Our first four wines included two from Germany, and one each from Canada and the Finger Lakes. The guys at Fountainhead (12 Knight St, Norwalk) visit wineries across Europe and do some direct importing. They’re particularly proud of their relationship with winemaker Heyl zu Herrnsheim and his Brudersberg Vineyard ($35), high up on a hill in the Rheinhessen village of Nierstein. Full-bodied yet delicate with notes of pear and flowers, the wine demonstrated why German Riesling is the gold standard. Heinz Eifel, Shine ($12) –
also from the Rheinhessen – was another classic fruit-driven wine at an everyday price.
Riesling also thrives in North America. Tawse Riesling Estate ($17) from Ontario seemed to be Mike’s preference with a less opulent Alsatian style and a juicy refreshing finish. New York’s Finger Lakes is the up and coming Riesling region these days. Ravines ($18) was very much in the German model, with tartly balanced lush fruit and modest sweetness.
After some famous Fat Cat pizzas (9 Wall St, Norwalk) – fried oyster (wow) and pesto-feta – the tasting moved to three more wines from Alsace and Austria. Alsace produces some of the great Rieslings in the world, but, frankly, they can be an acquired taste. Without the fruit-bowl aromas of German Riesling, they are completely dry, restrained, and asking for some bottle age. As Mike said, “Come back in fifteen years and these will be the best wines at the table.”
Schaetzel Riesling, Kaefferkopf Grand Cru ($36) had ripe dried fruit aroma and fresh juicy acidity – a delicious combination. The priciest wine of the evening, Schaetzel Riesling, Rangen Grand Cru ($70) was Mike’s wine to lay down – its charms being somewhat muted now, but blossoming over time. Rudi Pichler Riesling, Federspiel ($36) from Austria’s Wachau, was more in the German vein with round generous fruit and a refreshing tart finish.
There are also gateway Rieslings – less complicated, modestly priced, widely distributed – ready to bring you into the fan club. Larger producers offer these good quality wines at reasonable prices. Try Dr.
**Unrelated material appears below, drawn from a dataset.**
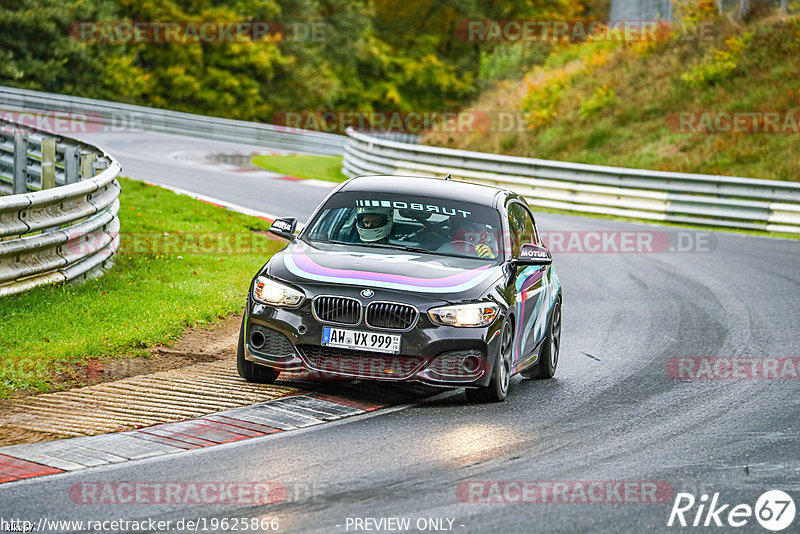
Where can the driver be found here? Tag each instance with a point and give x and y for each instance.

L ($11) from Germany’s Loosen Brothers for an easy-drinking wine or Essence ($11) from S.A. Prum, a great family name in the Mosel.
One of my favorites over the years is Eroica ($19), the flagship Riesling from Ch. Ste. Michelle in Washington made in partnership with Dr. Loosen. Another good example is Mt. Beautiful ($28) from New Zealand with citrus and floral aromas paired with a bracing acidity.
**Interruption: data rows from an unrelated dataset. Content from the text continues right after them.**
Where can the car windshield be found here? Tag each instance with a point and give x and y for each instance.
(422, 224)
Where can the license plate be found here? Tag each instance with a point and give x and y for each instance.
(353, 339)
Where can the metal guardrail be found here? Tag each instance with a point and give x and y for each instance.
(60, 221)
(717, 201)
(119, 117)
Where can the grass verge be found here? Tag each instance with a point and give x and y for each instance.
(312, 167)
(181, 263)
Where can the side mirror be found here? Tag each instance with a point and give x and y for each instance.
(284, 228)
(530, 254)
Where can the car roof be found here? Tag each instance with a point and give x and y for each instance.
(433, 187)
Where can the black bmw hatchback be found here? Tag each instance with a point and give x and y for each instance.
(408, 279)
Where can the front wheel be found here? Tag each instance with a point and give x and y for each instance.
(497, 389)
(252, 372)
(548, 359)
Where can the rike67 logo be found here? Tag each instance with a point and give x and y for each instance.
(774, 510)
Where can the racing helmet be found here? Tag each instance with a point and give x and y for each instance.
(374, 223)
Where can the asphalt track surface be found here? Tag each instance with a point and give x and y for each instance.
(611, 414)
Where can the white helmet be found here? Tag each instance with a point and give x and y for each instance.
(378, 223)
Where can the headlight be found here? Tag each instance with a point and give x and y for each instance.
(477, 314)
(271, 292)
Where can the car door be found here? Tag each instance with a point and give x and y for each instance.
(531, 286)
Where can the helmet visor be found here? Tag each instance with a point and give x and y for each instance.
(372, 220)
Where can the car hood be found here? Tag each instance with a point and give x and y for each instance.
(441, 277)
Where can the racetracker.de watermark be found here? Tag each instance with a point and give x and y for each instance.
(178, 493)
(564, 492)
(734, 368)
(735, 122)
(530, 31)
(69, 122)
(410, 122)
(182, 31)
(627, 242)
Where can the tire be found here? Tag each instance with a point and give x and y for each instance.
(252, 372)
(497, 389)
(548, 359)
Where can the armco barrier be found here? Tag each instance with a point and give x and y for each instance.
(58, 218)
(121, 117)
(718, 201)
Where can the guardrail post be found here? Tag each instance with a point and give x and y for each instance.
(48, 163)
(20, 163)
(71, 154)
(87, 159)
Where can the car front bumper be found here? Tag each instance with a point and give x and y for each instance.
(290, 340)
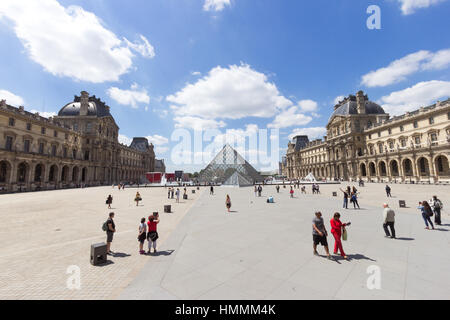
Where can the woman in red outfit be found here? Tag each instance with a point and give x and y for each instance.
(336, 229)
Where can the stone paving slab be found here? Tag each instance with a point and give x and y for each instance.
(264, 251)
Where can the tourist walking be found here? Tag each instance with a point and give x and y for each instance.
(152, 234)
(337, 228)
(142, 235)
(388, 191)
(437, 206)
(354, 200)
(345, 205)
(137, 198)
(388, 221)
(109, 201)
(110, 230)
(319, 234)
(426, 213)
(228, 203)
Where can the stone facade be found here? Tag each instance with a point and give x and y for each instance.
(363, 142)
(78, 147)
On our way up to the Hudson Valley last week we stopped at the Smokehouse of the Catskills (Smokehouseofthecatskills.com), just outside of Saugerties, NY for some weekend provisions. Smoked pork chops, garlicky kielbasa and bratwurst made in-house, and fresh sauerkraut were the makings for Choucroute, the traditional Alsatian slow-cooked family-style dish – a classic match with dry Riesling.
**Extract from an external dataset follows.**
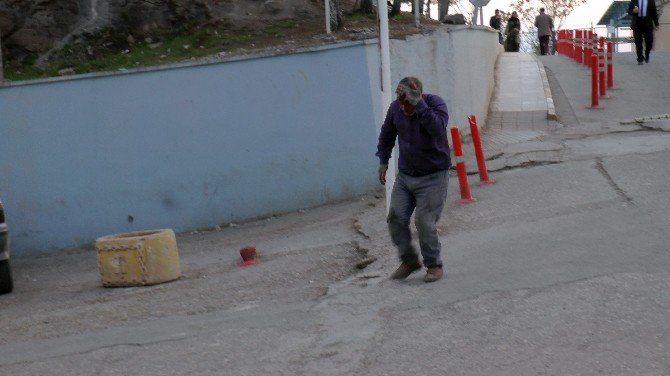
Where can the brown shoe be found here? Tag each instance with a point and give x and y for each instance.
(433, 274)
(405, 269)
Wagner Dry Riesling ($15) and Konstantin Frank Dry Riesling ($17), both leading producers from the nearby Finger Lakes rounded out the menu. I was eager to see how the New York wines paired up with Marsha’s classic Choucroute. But here’s a culinary lesson for you: never put steaming sauerkraut, sausages, and chops onto a glass platter. On the way to the table, the platter shattered from the heat, sending our beautiful dinner crashing to the floor.
We’ll never know how the deliciously floral Frank Riesling and the more Alsatian style Wagner wines tasted with the Choucroute, but they were pretty good with an emergency order of pizza. The New York Rieslings really are world class.
You can find Riesling in many styles, from many places, at many price points. It is a great grape, but it’s also fun, refreshing, delicious and enjoyable with almost any menu. Give it a try! I’ll bet it becomes a house favorite.